With dinner-time approaching, though, the conversations quickly moved on to the logistics of scheduling their exits from the room, knowing that coming out all at once in a group would call far too much attention. As Neville slipped out along with the group containing Justin Finch-Flechtley, Parvati and Hannah Abbot (with whom he seemed to be quite entranced in a conversation), Ginny and Izzy ended up being the last ones to leave – sort of fitting, since they’d been the last ones to arrive.
They soon regretted it, though, as, while they were too busy chatting to even think of checking the Marauder’s Map, they ran straight into Jugson and Mulciber on the seventh-floor corridor. They didn’t look happy – at all…

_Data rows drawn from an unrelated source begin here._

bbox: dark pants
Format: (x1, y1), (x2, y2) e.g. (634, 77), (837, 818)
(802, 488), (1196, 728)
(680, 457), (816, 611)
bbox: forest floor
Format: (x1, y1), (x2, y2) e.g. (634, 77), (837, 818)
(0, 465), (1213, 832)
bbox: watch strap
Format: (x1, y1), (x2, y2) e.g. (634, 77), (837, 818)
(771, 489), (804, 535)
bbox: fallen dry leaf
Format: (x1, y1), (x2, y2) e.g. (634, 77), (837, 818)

“Ladies,” the first one started, eyeing them with suspicion. They’d been marked, of course, ever since Snape had caught them in his office. Every time the two of them were seen on their own or alone with Neville, the Carrows (and now their two new pals) eyed them like they were just about to cause trouble – thankfully, they were always wrong, never really getting the much-needed dirt to get them into detention, “may I ask what you are doing here on your own?”
“Returning to our common room,” Izzy replied easily.
“Returning from where?”
“From taking a walk,” Ginny said, taking over when there was the need to lie, knowing she was the best one out of the two at it. “I believe that’s still allowed before curfew.”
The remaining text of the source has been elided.